Alumna Laina Chan shares her career insights

23 February 2018
Tips from barrister and Sydney Law School graduate

International Women's Day MC, Laina Chan (BSc Hons LLB Hons '94), shares her career journey and tips for women entering the legal profession.

A barrister at 3rd Floor Wentworth Chambers, Laina Chan specialises in insurance, construction and property as well all forms of complex commercial disputes.

In the lead up to the International Women's Day (IWD), we asked Laina Chan, who will MC the University's IWD panel event on 7 March, to share with us her journey and insights since leaving university. 

Who inspired you to enter the legal profession and why?

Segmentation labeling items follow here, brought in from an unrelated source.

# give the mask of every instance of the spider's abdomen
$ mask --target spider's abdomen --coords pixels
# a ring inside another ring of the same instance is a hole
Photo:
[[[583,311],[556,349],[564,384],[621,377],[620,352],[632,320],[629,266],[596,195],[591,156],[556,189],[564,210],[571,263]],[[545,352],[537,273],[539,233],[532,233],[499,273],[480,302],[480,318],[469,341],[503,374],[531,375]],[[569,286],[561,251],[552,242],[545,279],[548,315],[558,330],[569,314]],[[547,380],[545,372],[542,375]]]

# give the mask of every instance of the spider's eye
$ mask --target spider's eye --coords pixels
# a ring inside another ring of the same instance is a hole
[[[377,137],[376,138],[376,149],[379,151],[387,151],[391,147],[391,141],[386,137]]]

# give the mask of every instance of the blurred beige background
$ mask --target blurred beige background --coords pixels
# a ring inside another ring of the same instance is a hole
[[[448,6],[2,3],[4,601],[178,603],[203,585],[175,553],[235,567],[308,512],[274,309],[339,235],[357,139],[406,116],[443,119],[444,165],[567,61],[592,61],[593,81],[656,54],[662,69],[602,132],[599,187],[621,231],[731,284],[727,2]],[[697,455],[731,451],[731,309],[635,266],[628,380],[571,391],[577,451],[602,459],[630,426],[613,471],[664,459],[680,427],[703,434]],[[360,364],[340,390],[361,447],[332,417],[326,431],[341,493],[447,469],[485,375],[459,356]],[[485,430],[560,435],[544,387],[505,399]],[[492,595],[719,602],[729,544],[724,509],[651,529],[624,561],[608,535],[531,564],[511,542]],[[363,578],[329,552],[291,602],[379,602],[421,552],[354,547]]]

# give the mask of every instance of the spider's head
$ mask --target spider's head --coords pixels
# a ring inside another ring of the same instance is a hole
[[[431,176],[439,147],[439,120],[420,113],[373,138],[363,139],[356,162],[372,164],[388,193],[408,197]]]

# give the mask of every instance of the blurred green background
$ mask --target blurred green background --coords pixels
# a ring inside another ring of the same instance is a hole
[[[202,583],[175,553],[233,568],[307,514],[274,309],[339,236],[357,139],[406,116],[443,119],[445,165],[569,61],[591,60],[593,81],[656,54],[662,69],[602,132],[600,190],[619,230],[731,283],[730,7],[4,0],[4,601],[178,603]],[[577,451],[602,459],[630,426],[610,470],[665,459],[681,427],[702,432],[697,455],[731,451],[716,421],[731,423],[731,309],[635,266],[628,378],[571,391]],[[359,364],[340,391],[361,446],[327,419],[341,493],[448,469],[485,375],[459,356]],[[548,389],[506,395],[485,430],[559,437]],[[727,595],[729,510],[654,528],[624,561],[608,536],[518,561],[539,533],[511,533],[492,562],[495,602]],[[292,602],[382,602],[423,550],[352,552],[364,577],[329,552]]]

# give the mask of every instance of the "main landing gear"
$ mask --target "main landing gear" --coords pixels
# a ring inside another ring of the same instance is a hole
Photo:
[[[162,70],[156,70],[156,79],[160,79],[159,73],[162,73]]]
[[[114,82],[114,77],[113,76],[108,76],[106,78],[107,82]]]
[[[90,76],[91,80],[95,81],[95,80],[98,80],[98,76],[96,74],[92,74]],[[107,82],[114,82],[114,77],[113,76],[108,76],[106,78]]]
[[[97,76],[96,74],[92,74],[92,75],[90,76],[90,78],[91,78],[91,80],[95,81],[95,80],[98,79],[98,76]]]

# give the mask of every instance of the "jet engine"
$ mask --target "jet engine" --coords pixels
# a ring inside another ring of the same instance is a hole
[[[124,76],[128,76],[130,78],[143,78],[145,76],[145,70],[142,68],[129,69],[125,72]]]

After graduating university without a clear idea of what I wanted to do, I started working as a researcher to Clarke JA and Kirby P for 2 years. It was during my time in the Court of Appeal that I discovered my love for the law. After the Court of Appeal, I worked as a solicitor for 8 years in some large law firms but eventually realised I wanted to become a barrister to focus purely on the law without the distractions of admin.

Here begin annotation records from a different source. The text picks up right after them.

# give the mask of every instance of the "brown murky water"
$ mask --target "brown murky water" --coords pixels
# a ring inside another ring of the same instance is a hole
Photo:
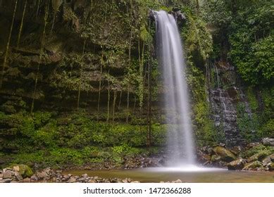
[[[229,171],[220,169],[181,170],[180,169],[146,168],[112,170],[71,170],[64,174],[101,178],[130,178],[140,182],[159,182],[178,179],[191,183],[274,183],[274,172]]]

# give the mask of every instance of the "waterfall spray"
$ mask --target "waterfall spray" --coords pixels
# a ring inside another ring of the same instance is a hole
[[[165,87],[169,166],[194,165],[194,148],[189,102],[185,76],[185,61],[176,21],[172,15],[154,12],[159,61]]]

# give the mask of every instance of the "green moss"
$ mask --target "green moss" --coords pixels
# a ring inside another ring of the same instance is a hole
[[[266,155],[270,155],[271,153],[274,153],[274,147],[265,146],[262,144],[260,144],[242,153],[242,156],[243,158],[247,158],[259,153],[266,153]]]
[[[249,101],[250,108],[251,108],[252,111],[254,112],[256,111],[259,108],[259,103],[252,87],[248,87],[247,91],[247,96]]]

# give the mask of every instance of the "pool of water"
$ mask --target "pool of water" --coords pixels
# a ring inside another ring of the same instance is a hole
[[[274,172],[230,171],[218,168],[151,167],[134,170],[70,170],[64,174],[101,178],[130,178],[140,182],[171,182],[178,179],[189,183],[260,183],[274,182]]]

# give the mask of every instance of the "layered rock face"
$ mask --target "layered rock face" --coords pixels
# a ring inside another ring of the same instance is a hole
[[[68,114],[82,111],[101,122],[147,124],[144,53],[154,58],[153,45],[145,42],[151,39],[146,10],[93,1],[28,1],[25,6],[25,1],[1,1],[0,110],[7,118],[0,120],[0,150],[18,152],[16,140],[27,136],[25,120],[9,116],[21,112],[49,112],[58,127],[70,124]],[[141,29],[147,37],[139,37]],[[150,114],[158,122],[154,101]]]

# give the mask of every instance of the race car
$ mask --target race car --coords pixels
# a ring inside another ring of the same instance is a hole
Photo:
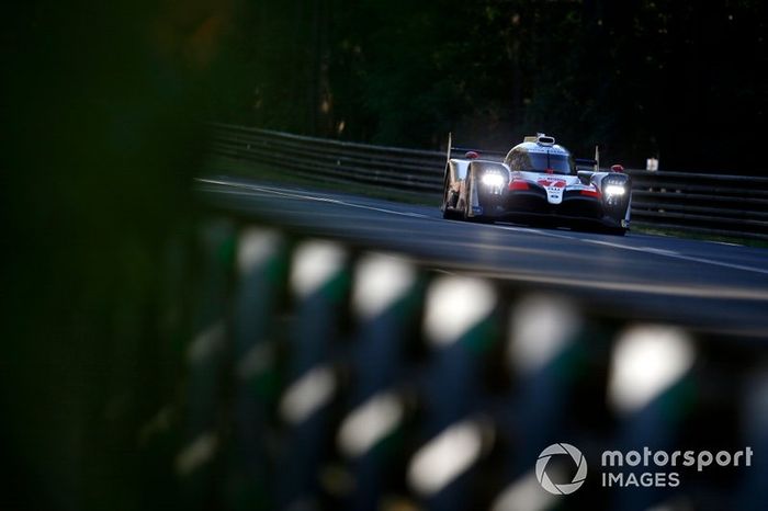
[[[542,133],[524,137],[502,161],[476,150],[463,158],[452,152],[449,138],[443,218],[597,228],[620,236],[630,228],[631,178],[621,166],[600,171],[597,155],[576,160]]]

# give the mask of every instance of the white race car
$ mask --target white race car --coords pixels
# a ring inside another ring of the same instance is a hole
[[[575,160],[544,134],[526,137],[504,161],[474,150],[452,158],[450,146],[449,139],[444,218],[545,223],[617,235],[630,227],[632,181],[621,166],[599,171],[597,159]],[[589,170],[579,170],[583,166]]]

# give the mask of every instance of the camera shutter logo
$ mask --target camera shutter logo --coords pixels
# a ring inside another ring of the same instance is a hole
[[[576,464],[576,475],[571,482],[555,485],[546,475],[546,465],[550,458],[556,454],[567,454]],[[571,495],[584,485],[587,479],[587,459],[581,454],[581,451],[571,444],[558,443],[552,444],[541,452],[537,462],[537,479],[542,488],[554,495]]]

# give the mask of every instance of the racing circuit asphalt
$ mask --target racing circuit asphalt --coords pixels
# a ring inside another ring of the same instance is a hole
[[[636,320],[768,340],[768,249],[630,232],[625,237],[445,220],[438,205],[199,180],[206,202],[309,236],[398,252],[439,271],[554,289]]]

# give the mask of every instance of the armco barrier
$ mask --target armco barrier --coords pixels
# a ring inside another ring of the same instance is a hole
[[[396,147],[214,125],[214,151],[238,160],[330,182],[419,193],[436,205],[445,156]],[[626,171],[633,179],[635,223],[704,235],[768,239],[768,178]]]
[[[187,349],[176,461],[187,509],[768,502],[756,343],[245,222],[213,223],[202,239],[216,271]],[[600,466],[605,452],[747,447],[749,466],[744,454],[702,470]]]

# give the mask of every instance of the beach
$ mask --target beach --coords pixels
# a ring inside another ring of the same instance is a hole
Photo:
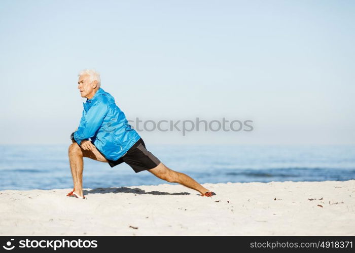
[[[355,180],[0,191],[0,235],[355,235]]]

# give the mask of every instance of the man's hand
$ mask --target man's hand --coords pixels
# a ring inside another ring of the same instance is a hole
[[[81,142],[81,147],[85,150],[93,150],[96,148],[94,144],[89,140],[84,140]]]
[[[77,128],[77,129],[75,130],[75,131],[76,131],[77,130],[78,130],[78,128]],[[74,132],[75,132],[75,131],[74,131]],[[76,142],[74,140],[72,140],[72,142],[73,142],[74,143],[77,142]]]

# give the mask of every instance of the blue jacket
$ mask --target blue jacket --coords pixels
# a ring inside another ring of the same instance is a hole
[[[84,140],[91,138],[105,158],[116,160],[126,154],[140,138],[128,124],[113,97],[102,89],[83,104],[83,116],[74,135],[79,146]]]

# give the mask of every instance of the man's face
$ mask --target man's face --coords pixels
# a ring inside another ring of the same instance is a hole
[[[79,90],[82,98],[91,99],[95,95],[95,89],[97,88],[97,81],[90,82],[89,75],[84,75],[79,76],[78,81],[78,89]]]

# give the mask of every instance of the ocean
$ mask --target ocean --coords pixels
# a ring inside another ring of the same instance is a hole
[[[68,145],[1,145],[1,190],[73,188]],[[147,145],[147,144],[146,144]],[[147,148],[200,183],[355,179],[354,145],[167,145]],[[85,188],[172,184],[126,163],[84,158]]]

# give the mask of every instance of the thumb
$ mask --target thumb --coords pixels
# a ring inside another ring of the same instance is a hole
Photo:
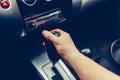
[[[54,42],[56,40],[56,36],[54,36],[50,31],[44,30],[44,31],[42,31],[42,35],[46,39],[49,39],[52,42]]]

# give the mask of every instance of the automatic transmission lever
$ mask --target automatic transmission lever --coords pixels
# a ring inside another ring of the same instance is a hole
[[[59,37],[60,34],[57,33],[57,32],[52,32],[53,35],[55,35],[56,37]],[[59,60],[60,58],[60,55],[58,55],[57,51],[56,51],[56,48],[55,46],[53,45],[53,43],[48,40],[48,39],[45,39],[45,44],[46,44],[46,49],[47,49],[47,53],[48,53],[48,56],[50,58],[50,60],[55,63]]]

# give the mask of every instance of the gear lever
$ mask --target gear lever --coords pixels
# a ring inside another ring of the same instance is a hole
[[[59,37],[60,34],[58,32],[52,32],[53,35],[55,35],[56,37]],[[55,63],[59,60],[60,58],[60,55],[58,55],[57,51],[56,51],[56,48],[55,46],[53,45],[53,43],[48,40],[48,39],[45,39],[45,43],[46,43],[46,49],[47,49],[47,53],[48,53],[48,56],[50,58],[50,60]]]

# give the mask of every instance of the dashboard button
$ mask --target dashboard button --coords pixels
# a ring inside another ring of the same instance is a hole
[[[8,0],[2,0],[0,4],[1,4],[1,7],[4,9],[7,9],[10,7],[10,2]]]
[[[24,4],[27,6],[33,6],[36,3],[37,0],[22,0]]]

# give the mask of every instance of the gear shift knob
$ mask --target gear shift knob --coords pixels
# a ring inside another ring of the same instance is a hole
[[[60,36],[60,34],[57,33],[57,32],[53,32],[53,35],[55,35],[56,37]],[[46,44],[46,49],[47,49],[47,53],[48,53],[48,56],[49,56],[50,60],[53,63],[57,62],[60,58],[60,55],[58,55],[55,46],[48,39],[45,39],[45,44]]]

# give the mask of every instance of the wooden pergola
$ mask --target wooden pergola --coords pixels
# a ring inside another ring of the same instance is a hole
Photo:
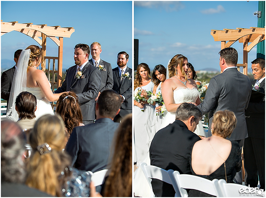
[[[240,67],[242,67],[243,73],[247,75],[248,53],[258,43],[265,40],[265,28],[251,27],[250,28],[237,28],[236,30],[212,30],[211,35],[215,41],[221,42],[221,50],[229,48],[238,40],[243,43],[243,63],[238,64],[236,66],[239,71]],[[249,45],[249,42],[251,43]]]

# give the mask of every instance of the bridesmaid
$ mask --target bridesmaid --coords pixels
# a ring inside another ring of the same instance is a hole
[[[145,63],[141,63],[137,67],[137,72],[134,80],[134,93],[140,90],[147,100],[148,99],[145,91],[152,92],[154,84],[151,81],[150,75],[150,71]],[[145,159],[149,151],[148,143],[151,133],[152,121],[153,120],[154,106],[146,101],[140,102],[134,100],[134,133],[135,149],[137,159],[137,166]]]
[[[163,66],[158,65],[155,66],[153,73],[152,81],[154,84],[153,93],[155,94],[159,92],[162,93],[161,86],[166,79],[166,70]],[[150,137],[149,145],[150,144],[155,134],[160,129],[161,125],[163,122],[163,117],[162,115],[156,115],[157,114],[160,114],[160,109],[162,107],[159,106],[159,104],[156,103],[155,109],[153,114],[153,119],[152,123],[152,135]]]

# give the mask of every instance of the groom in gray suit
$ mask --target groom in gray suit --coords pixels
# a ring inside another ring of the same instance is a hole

What is your fondest memory of Sydney Law School?

One of my fondest memories is of my weekly meetings with Professor John Carter who was my legal research and writing tutor. That relationship developed into a lifelong friendship, mentorship and professional association. Look out for Chan and Carter on Contract and Consumer Law (LAWS6250 Controlling Liability by Contract) in the latter half of 2018!

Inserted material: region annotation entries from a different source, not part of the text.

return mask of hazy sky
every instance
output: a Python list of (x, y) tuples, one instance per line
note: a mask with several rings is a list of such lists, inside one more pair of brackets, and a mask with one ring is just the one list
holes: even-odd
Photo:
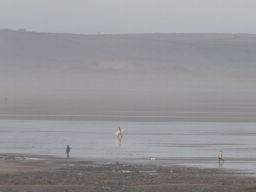
[(82, 34), (256, 33), (256, 0), (1, 0), (0, 28)]

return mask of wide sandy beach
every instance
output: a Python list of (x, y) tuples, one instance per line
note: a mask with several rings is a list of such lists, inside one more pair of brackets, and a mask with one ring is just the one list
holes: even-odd
[(0, 154), (1, 192), (255, 191), (232, 170)]

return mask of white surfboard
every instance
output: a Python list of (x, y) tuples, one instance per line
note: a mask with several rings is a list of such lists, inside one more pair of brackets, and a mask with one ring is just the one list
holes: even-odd
[(120, 134), (120, 132), (122, 132), (124, 130), (124, 129), (121, 129), (121, 132), (120, 132), (120, 130), (118, 130), (115, 133), (115, 135), (117, 135), (118, 134)]

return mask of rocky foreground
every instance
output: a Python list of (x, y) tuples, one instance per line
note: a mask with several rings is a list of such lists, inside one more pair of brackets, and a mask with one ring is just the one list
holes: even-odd
[(97, 164), (70, 159), (31, 160), (13, 156), (2, 159), (0, 192), (256, 191), (254, 177), (220, 169), (120, 162)]

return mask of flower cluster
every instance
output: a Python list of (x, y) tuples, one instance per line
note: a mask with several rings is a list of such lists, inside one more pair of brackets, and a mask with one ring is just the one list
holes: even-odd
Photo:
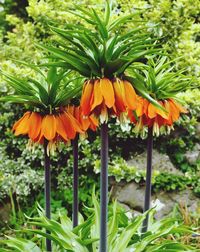
[(137, 133), (146, 126), (153, 127), (154, 134), (159, 135), (161, 127), (172, 127), (173, 123), (179, 119), (180, 113), (187, 113), (187, 110), (173, 99), (158, 101), (158, 103), (163, 107), (163, 110), (155, 107), (145, 98), (137, 96), (135, 114), (132, 110), (128, 110), (128, 117), (136, 125), (135, 131)]
[(94, 114), (107, 122), (109, 114), (120, 118), (127, 109), (135, 110), (136, 93), (128, 81), (119, 78), (88, 80), (80, 104), (84, 116)]
[(68, 111), (42, 115), (38, 112), (26, 112), (13, 126), (15, 135), (28, 135), (34, 143), (68, 142), (77, 133), (83, 133), (80, 123)]

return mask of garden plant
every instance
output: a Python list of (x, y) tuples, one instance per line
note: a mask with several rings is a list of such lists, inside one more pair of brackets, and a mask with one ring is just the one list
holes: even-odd
[[(34, 4), (37, 5), (31, 2), (28, 8)], [(21, 67), (19, 74), (7, 71), (6, 67), (1, 70), (2, 80), (11, 89), (0, 101), (7, 106), (23, 104), (23, 112), (26, 111), (14, 123), (14, 135), (28, 138), (27, 147), (33, 153), (43, 145), (45, 214), (38, 206), (39, 217), (26, 216), (30, 228), (20, 228), (15, 231), (16, 237), (0, 240), (0, 251), (198, 251), (197, 245), (179, 241), (185, 234), (198, 237), (198, 224), (192, 228), (181, 219), (155, 221), (155, 209), (151, 209), (153, 137), (156, 142), (157, 137), (169, 135), (181, 114), (184, 114), (181, 120), (186, 120), (187, 114), (192, 113), (182, 105), (181, 94), (192, 90), (198, 93), (198, 78), (183, 66), (177, 66), (180, 58), (171, 59), (163, 46), (165, 37), (155, 32), (158, 24), (150, 28), (142, 9), (118, 14), (115, 1), (109, 0), (100, 7), (69, 5), (65, 11), (72, 21), (67, 22), (47, 15), (42, 22), (48, 36), (34, 43), (34, 50), (40, 54), (35, 62), (30, 63), (25, 55), (23, 60), (12, 59)], [(188, 121), (190, 124), (191, 118)], [(139, 216), (130, 216), (116, 201), (109, 205), (108, 175), (112, 158), (109, 142), (113, 137), (109, 129), (113, 124), (121, 139), (134, 142), (136, 136), (147, 137), (147, 169), (142, 178), (146, 186), (144, 213)], [(84, 160), (88, 158), (91, 165), (98, 156), (87, 145), (87, 136), (96, 141), (98, 127), (100, 204), (93, 190), (92, 196), (87, 193), (92, 204), (85, 207), (79, 198), (84, 190), (79, 170)], [(127, 130), (130, 127), (134, 136)], [(54, 158), (62, 157), (71, 142), (73, 159), (63, 172), (73, 171), (73, 221), (60, 211), (57, 217), (51, 218), (50, 157), (59, 168), (59, 161), (54, 162)], [(86, 146), (81, 147), (84, 142)], [(191, 169), (195, 177), (198, 167)], [(198, 176), (192, 179), (198, 185)], [(95, 184), (98, 188), (97, 181)], [(87, 174), (84, 186), (87, 186)], [(12, 192), (10, 198), (15, 215)], [(83, 216), (78, 213), (79, 205), (85, 208)]]

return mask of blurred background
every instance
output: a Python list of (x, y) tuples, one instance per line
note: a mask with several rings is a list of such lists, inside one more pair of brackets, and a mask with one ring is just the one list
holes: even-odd
[[(176, 68), (185, 68), (193, 82), (200, 82), (200, 2), (199, 0), (119, 0), (113, 1), (116, 16), (139, 11), (137, 27), (146, 22), (159, 36), (163, 48)], [(79, 22), (66, 12), (73, 3), (85, 8), (103, 8), (100, 0), (0, 0), (0, 68), (17, 76), (33, 75), (32, 70), (19, 66), (13, 59), (40, 63), (44, 57), (36, 42), (51, 41), (54, 36), (47, 22), (51, 19), (64, 26)], [(124, 27), (126, 29), (127, 27)], [(0, 96), (13, 91), (0, 76)], [(198, 222), (200, 214), (200, 90), (182, 93), (179, 98), (189, 113), (182, 116), (170, 135), (154, 141), (153, 200), (160, 218), (179, 211), (189, 215), (188, 222)], [(43, 150), (26, 148), (27, 139), (14, 137), (11, 128), (23, 114), (20, 105), (0, 104), (0, 236), (12, 233), (25, 221), (23, 213), (34, 215), (35, 204), (42, 206)], [(136, 136), (132, 126), (121, 129), (110, 124), (110, 190), (111, 196), (127, 209), (141, 212), (144, 198), (146, 140)], [(99, 189), (100, 140), (98, 133), (88, 133), (80, 143), (80, 206), (92, 205), (93, 185)], [(72, 148), (63, 146), (52, 157), (52, 211), (71, 214)], [(188, 223), (189, 224), (189, 223)]]

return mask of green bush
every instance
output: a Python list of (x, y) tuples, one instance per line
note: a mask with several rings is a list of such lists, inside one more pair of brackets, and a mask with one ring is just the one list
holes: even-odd
[[(30, 228), (17, 232), (17, 237), (0, 240), (0, 244), (7, 245), (6, 251), (18, 249), (21, 252), (41, 252), (45, 250), (44, 239), (47, 237), (52, 241), (53, 251), (97, 252), (100, 236), (100, 205), (94, 194), (92, 201), (94, 207), (90, 208), (89, 216), (84, 219), (80, 215), (80, 224), (75, 228), (72, 227), (72, 222), (66, 214), (60, 213), (58, 221), (49, 220), (40, 208), (39, 217), (29, 219)], [(145, 214), (132, 217), (130, 213), (118, 207), (116, 202), (111, 205), (108, 219), (108, 252), (197, 251), (195, 246), (188, 246), (178, 241), (180, 235), (194, 234), (195, 231), (183, 225), (177, 218), (154, 221), (154, 213), (150, 210)], [(141, 228), (147, 214), (150, 220), (149, 229), (142, 233)], [(50, 233), (46, 234), (45, 229)], [(29, 239), (21, 238), (19, 234), (28, 235)], [(168, 239), (170, 235), (173, 235), (173, 240)]]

If you could tell your younger self one thing, what would it be?

Make every moment count. Set your career goals and strategy.  Believe in yourself and realize that hard work and tenacity will eventually get you there, although you will probably have to navigate a few disappointments and road blocks along the way. And once we achieve our goals, the challenge is to remain relevant and to set your sights even higher.

What have been your proudest career highlights?

My most significant career highlights include running a 9-week construction case unled, in the Melbourne Supreme Court after only having been at the bar for 1 year.

However, even more rewarding is that I have been able to apply my skills to help those less fortunate who would otherwise not have access to quality legal services. In one case after a drawn out battle, I secured payment of the death benefit plus interest for a client in circumstances where her husband had missed his last premium payment of $8 before he died of a terminal illness.

Most rewarding is that I have also used my skills to prepare multiple grant applicants and in particular, a grant application for Tribal Warrior Association under the Indigenous Advancement Strategy of the Federal Government, to ensure the continued survival for the Clean Slate Without Prejudice Program in Redfern.

What advice would you give to women entering the legal profession?

Remain focused on the end game and don't let yourself get caught up in the perceived bias against women. Climb resolutely towards your goal and smash through the glass ceiling along your way up. You will find many supporters along the way. Finally, use adversity as a catalyst for positive change.